Les Chroniques de Valentin

Si j'étais...

Je me lèverais tous les matins en traînant des pieds. Le miroir de la salle de bain m’offrirais ma première crise de la journée. Il me crierait des insultes. Il me ferait peur. La douche comme réconfort. Les cheveux attachés, j’augmenterais la température jusqu’à ce qu’elle devienne à la limite du supportable. Puis je sortirais. Je pesterais contre mes vêtements. Aucun ne veux bien m’aller. La plupart des jours ils me feraient la gueule, eux aussi. Puis dans la rue les étrangers me colleraient des post-it sur le front, avec écrit au marqueur que je ne suis pas à leur goût.

Ouais, merci, je sais bien.

Alors je pleurerais. Dans mon lit, serrant mon oreiller dans mes bras.

Quand je serais petite les enfants seront méchants avec moi. Ils ne savent faire que ça. Ils se moquent des autres. Ceux qui sont différents. Ils sont cruels. Je voudrais qu’ils disparaissent, tous. Ceux qui me montrent du doigt, celles qui rient de moi, et la maîtresse qui ne fait pas de buit. Les pas des enfants dans le couloir, les enfants qui sortent de l’école. Et moi qui pleure derrière la porte. Et les cris quand j’apparaît. Les insultes. Ils hurlent que je ne suis pas à leur goût.

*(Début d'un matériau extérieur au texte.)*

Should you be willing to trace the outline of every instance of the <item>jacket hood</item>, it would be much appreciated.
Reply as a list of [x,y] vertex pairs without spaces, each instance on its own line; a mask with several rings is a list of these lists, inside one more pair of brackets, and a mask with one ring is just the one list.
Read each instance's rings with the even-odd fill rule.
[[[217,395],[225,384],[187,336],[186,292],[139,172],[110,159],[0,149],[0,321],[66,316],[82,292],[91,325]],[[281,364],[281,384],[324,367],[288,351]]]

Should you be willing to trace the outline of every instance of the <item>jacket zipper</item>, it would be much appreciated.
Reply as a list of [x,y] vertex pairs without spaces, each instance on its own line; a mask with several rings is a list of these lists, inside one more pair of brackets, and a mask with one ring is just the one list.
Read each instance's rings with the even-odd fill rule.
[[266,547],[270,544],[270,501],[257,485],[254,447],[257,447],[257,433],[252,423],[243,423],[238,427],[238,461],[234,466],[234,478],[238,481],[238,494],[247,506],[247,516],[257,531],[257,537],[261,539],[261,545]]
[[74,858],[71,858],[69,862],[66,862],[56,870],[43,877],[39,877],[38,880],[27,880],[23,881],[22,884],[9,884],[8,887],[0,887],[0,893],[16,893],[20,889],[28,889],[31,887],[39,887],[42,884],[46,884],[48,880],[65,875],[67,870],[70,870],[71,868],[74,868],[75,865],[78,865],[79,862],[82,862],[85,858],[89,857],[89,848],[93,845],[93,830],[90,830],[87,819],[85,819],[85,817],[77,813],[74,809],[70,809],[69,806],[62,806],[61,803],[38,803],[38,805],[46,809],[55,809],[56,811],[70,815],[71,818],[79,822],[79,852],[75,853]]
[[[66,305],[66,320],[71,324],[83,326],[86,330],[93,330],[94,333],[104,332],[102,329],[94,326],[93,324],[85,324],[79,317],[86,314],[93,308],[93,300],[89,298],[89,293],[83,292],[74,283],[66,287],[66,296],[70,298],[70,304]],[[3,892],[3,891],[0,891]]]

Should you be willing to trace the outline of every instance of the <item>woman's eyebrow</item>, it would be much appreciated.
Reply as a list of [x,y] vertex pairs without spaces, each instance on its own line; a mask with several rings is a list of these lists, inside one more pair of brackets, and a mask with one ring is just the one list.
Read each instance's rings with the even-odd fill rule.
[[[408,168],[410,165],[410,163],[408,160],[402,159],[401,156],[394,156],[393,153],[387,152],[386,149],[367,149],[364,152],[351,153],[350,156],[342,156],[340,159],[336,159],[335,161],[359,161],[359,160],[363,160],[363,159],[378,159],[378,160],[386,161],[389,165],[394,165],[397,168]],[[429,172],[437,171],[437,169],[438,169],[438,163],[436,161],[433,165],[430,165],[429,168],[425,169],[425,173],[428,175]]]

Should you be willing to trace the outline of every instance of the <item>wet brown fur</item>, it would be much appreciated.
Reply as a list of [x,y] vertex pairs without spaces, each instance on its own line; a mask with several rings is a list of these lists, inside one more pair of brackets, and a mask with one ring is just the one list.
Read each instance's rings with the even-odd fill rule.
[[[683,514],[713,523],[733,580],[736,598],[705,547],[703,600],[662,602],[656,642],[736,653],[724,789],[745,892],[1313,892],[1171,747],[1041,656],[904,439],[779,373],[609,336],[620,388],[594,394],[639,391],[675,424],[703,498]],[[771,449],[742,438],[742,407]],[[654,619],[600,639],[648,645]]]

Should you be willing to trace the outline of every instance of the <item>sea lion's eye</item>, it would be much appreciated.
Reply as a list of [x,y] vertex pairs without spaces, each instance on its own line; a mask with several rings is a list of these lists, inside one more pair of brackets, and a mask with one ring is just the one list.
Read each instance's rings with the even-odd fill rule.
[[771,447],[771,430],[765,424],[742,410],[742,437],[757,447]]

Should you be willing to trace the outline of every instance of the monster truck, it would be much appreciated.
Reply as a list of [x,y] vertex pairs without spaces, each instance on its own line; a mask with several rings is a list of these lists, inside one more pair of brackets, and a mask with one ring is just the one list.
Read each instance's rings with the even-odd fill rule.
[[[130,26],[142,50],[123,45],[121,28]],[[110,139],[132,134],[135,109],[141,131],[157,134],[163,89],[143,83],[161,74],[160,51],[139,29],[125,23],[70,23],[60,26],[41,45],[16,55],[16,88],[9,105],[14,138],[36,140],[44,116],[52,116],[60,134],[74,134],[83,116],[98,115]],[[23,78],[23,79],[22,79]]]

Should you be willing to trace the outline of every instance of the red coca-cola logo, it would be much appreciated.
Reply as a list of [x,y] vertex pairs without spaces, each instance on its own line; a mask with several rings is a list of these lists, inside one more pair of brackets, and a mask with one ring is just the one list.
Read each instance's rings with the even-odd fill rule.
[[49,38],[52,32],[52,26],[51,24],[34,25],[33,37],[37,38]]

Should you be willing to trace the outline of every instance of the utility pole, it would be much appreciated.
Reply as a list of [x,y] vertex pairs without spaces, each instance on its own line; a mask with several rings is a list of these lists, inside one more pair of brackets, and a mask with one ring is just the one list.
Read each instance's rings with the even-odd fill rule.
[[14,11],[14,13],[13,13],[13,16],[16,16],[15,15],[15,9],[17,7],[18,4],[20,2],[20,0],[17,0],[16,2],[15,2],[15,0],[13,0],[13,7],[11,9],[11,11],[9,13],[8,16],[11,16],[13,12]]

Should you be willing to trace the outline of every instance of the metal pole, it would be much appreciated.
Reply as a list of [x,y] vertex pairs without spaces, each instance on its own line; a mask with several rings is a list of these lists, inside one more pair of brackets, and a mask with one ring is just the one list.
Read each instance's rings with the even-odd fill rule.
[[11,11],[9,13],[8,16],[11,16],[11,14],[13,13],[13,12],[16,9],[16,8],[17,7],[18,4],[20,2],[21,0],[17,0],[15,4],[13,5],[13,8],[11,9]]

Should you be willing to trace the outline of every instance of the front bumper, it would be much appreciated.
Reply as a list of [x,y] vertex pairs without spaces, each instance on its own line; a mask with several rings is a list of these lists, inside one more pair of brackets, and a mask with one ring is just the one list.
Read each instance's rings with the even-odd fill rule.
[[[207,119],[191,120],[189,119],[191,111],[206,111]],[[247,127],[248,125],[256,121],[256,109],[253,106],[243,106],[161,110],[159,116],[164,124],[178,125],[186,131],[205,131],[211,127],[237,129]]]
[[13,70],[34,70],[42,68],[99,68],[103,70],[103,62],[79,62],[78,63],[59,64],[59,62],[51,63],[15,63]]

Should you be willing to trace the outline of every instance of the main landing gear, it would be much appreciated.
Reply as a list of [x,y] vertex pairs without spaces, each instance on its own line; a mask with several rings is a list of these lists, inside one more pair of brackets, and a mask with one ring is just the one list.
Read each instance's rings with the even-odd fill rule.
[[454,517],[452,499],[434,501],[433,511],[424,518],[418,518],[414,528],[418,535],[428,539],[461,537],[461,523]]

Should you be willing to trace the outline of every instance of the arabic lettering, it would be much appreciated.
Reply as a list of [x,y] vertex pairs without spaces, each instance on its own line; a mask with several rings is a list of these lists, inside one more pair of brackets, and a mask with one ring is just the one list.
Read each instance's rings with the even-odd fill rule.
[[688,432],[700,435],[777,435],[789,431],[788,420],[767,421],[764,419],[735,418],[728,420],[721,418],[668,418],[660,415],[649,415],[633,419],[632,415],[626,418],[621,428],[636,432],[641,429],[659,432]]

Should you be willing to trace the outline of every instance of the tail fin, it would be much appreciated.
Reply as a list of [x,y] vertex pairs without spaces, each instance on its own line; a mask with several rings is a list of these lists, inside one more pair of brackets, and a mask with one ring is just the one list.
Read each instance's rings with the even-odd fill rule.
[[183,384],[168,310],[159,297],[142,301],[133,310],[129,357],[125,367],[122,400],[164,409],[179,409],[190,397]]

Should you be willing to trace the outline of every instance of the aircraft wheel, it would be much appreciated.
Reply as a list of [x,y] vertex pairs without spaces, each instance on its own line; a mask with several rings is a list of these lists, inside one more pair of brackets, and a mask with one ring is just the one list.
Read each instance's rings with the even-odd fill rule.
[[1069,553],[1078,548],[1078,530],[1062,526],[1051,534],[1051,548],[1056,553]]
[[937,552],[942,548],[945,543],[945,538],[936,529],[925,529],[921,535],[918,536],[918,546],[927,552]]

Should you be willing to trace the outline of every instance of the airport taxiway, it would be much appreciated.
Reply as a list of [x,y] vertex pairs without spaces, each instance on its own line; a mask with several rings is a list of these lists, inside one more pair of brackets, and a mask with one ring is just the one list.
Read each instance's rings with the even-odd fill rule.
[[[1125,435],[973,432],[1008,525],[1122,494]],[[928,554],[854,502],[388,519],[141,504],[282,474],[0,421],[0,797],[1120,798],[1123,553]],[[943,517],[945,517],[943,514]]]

Ouais, merci, je sais bien.

Alors je pleurerais. Dans la voiture, en regardant les maisons qui s’éloignent pendant que maman conduit.

Je donnerais mon coeur aux garçons qui veulent bien de moi. Ceux qui sont désespérés, ceux qui ne me prennent pas au sérieux, où ceux qui sont peut-être sincères. Et ils en feront de la charpie. Ils le tortureront dans tous les sens, le presseront jusqu’à ce que plus rien n’en sorte. Et puis il se remplira et ça recommencera. Ils feraient comme si j’étais quelque chose d’inférieur. Ils m’ignoreraient peut-être. Ils abuseraient de moi, de ma gentillesse, de mes rêves. Et ils me jetteraient, me chuchotant, désolés, que je ne suis pas à leur goût.

Ouais, merci, je sais bien.

Alors je pleurerais. Sur les marches d’un immeuble où je ne reviendrais plus, serrant contre moi le vide béant qu’ils ont laissé.

Une vie de violence, de solitude, de déception. Oui, mais une vie de joie, de désirs, de souvenirs, de douceur. Une vie difficile. Oui, mais une vie de fille. Et pour rien au monde je n’aurais échangé ma place avec quelqu’un d’autre.